How dRofus supports shared data in IPD projects
dRofus is a planning, data management and BIM collaboration platform that helps owners and project teams manage room requirements, asset information and BIM-linked data in one controlled environment.
Teams can use dRofus to:
- Centralize room and space requirements
- Maintain room data sheets from structured information
- Connect rooms and assets with BIM workflows
- Validate model data against agreed requirements
- Manage equipment and asset information
- Track changes throughout the project
- Generate reports from current data
- Preserve structured information for handover
By connecting requirements, rooms, assets, BIM information and reporting, dRofus helps IPD teams work from aligned information while continuing to use specialist applications.
Building the information foundation for integrated delivery
IPD brings project participants together around shared objectives. A shared data environment gives them a reliable information foundation for making decisions.
It reduces dependence on disconnected spreadsheets and manual reconciliation while creating a clear link between the owner’s requirements, the developing design and the assets eventually delivered.

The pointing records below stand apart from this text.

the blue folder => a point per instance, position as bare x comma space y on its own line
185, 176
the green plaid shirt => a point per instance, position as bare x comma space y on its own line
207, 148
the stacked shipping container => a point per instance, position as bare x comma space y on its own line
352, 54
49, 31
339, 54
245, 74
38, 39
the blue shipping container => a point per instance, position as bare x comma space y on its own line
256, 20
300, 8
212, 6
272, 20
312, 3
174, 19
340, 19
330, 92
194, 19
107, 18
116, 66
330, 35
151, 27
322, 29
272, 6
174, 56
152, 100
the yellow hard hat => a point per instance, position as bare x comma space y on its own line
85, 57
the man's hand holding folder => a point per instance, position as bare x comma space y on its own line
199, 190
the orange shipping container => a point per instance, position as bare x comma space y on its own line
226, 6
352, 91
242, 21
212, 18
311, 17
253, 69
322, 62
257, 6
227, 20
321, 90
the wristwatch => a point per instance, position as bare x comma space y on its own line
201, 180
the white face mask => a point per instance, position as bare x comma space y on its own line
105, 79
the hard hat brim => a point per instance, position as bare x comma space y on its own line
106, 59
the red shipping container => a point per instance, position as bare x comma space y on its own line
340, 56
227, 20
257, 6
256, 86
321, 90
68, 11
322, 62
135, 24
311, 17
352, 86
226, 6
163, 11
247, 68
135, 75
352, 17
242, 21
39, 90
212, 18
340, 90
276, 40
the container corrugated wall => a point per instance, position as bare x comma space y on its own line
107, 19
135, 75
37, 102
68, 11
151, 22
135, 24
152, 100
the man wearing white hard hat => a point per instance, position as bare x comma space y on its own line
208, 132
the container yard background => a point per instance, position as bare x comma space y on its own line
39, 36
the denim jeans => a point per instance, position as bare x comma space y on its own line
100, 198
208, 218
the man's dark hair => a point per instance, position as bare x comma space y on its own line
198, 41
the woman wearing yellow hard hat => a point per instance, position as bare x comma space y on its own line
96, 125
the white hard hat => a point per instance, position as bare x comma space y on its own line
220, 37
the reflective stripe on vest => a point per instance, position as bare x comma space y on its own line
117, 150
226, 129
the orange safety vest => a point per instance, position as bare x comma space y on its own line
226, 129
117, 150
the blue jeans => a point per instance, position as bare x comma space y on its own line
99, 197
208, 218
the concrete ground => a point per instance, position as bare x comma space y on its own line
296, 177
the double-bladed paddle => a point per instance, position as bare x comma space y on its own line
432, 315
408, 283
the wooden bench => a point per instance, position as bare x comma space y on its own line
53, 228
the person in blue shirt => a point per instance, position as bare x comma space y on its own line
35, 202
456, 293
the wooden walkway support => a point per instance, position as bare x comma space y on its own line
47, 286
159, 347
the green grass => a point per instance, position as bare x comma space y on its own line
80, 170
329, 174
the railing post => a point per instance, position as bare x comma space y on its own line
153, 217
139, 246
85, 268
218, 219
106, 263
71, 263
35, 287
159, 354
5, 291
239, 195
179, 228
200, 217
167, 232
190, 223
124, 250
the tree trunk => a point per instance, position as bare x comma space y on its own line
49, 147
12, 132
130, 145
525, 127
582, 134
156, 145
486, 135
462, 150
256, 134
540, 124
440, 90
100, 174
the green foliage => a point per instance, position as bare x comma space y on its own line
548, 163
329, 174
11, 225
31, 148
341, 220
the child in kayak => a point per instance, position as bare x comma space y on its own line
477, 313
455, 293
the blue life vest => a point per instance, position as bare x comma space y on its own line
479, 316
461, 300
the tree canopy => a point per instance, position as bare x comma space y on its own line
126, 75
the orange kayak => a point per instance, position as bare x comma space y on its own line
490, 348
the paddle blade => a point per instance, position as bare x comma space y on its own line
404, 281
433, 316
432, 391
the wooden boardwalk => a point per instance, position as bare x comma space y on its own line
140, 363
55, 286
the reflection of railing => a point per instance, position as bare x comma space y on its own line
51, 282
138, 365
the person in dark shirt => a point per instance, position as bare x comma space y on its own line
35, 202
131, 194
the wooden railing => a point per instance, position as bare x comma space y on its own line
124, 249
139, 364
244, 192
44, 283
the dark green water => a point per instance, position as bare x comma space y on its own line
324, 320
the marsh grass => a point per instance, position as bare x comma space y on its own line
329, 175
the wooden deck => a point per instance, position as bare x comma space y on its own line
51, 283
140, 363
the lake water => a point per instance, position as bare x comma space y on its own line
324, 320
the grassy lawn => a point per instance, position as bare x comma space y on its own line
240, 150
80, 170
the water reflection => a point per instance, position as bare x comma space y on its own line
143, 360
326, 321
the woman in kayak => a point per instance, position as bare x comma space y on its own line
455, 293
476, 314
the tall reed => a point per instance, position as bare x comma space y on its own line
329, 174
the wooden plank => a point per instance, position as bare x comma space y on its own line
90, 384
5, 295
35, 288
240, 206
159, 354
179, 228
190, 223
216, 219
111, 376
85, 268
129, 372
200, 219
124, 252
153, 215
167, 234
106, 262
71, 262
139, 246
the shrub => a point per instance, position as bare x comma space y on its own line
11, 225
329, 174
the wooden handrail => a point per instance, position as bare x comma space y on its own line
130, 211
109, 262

Learn why IPD projects need a shared source of truth for room and asset data.
FAQs
What is an IPD shared data environment?
In this context, it is a controlled digital environment that allows owners, designers, contractors and trade partners to work from aligned project information, including room requirements, asset data, BIM information and validation results.
Is it the same as a shared drive?
No. A shared drive stores files, while a shared data environment also provides structure, ownership, permissions, traceability and connections between related information.
What is the difference between a CDE and a shared source of truth?
A CDE is an agreed source and managed workflow for collecting, managing and distributing project or asset information. A shared source of truth describes the goal of giving stakeholders a reliable and consistent view of authoritative data. A specialist room and asset data platform can contribute to both.
When should it be established?
Ideally during early planning and briefing, so room, asset and handover requirements can develop alongside the design rather than being reconstructed later.